Computer Model Says Polls Wrong, Romney Will Win
Mitt Romney will win – and win big – according to a computer model that has successfully predicted the last eight presidential elections.
Romney will win every “swing” state and will wallop President Barack Obama 320-218 in the electoral college vote, according to the forecast by two professors running the University of Colorado computer model, as reported by the London Daily Mail: The computer model projection has correctly predicted every presidential election since 1980.
Most current polls give Obama an edge of 283 to 255 for Romney in the electoral votes, whereby “winner takes all” of the delegates in any state, regardless of the size of the popular vote.
The computer model was constructed by Profs. Kenneth Bickers and Michael Berry, who base their predictions on economic data, income per capita, and unemployment figures for each state. The computer model prediction could change as data changes. The current forecast is based on June data and will be updated after September data is collected.
Obama enters the election race, which officially begins after each candidate wins the nomination at the party conventions, with a jobless rate of 8.3 percent. There are no signs of its declining significantly, and it even could rise slightly. Moreover, the “real” rate is above 15 percent when including millions of Americans who simply have given up looking for work.
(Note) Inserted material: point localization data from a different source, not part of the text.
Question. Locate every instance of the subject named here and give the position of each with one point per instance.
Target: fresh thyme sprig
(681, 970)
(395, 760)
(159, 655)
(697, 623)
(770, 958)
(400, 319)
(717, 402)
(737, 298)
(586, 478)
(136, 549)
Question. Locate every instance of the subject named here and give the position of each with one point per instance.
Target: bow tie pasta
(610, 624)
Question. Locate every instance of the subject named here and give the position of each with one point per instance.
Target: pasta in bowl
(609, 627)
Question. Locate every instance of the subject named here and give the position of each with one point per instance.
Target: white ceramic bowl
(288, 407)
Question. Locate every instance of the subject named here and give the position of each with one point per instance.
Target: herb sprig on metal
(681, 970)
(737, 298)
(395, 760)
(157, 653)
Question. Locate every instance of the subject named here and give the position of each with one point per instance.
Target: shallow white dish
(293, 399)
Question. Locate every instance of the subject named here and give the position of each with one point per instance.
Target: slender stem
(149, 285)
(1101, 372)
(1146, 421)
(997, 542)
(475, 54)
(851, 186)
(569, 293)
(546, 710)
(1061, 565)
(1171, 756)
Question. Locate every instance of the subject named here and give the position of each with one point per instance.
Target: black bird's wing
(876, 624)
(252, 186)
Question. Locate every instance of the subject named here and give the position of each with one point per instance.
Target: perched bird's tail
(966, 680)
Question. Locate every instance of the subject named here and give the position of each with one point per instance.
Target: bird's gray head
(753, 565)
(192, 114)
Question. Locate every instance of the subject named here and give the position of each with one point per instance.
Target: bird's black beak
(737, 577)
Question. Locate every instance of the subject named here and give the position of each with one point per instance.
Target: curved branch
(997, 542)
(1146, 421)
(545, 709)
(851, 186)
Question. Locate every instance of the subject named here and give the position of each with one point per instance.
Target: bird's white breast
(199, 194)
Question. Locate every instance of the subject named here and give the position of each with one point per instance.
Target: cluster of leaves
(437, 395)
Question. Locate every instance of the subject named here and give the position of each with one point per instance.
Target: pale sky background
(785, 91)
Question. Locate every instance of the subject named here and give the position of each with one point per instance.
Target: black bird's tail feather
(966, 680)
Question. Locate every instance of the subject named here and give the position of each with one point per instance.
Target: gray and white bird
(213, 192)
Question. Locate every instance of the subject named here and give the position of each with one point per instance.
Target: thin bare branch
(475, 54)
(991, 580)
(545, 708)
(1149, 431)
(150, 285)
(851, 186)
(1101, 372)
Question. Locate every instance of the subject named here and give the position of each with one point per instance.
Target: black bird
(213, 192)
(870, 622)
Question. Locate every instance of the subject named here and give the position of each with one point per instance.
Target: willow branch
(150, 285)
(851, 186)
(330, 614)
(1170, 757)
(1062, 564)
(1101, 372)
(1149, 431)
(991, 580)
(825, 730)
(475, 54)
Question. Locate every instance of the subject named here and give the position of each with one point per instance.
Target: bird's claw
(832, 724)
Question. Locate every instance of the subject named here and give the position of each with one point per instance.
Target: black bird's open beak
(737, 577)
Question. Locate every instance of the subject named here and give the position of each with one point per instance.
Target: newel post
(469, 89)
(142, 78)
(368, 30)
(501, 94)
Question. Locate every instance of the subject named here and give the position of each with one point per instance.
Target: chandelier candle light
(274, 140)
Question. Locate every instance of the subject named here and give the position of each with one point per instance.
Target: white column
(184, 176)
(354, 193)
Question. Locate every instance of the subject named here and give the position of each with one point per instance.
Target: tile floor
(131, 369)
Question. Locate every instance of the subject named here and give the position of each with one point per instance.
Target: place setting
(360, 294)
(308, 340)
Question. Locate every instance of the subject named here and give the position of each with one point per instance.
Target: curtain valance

Prof. Berry told the London newspaper that if voters perceive the economy as having improved since Obama was elected in 2008, he could win a second term. If not, Romney will win several states that polls show as doubtful or leaning towards the president.
Meanwhile, the popular polls show a virtual dead-heat, while most Americans, asked to predict the outcome of the November vote, think that President Obama will be re-elected.
One negative factor for Obama could be a low turnout of Democrats, whom polls show as favoring him but without much enthusiasm, while Republican voters are fervent in their dislike of the president.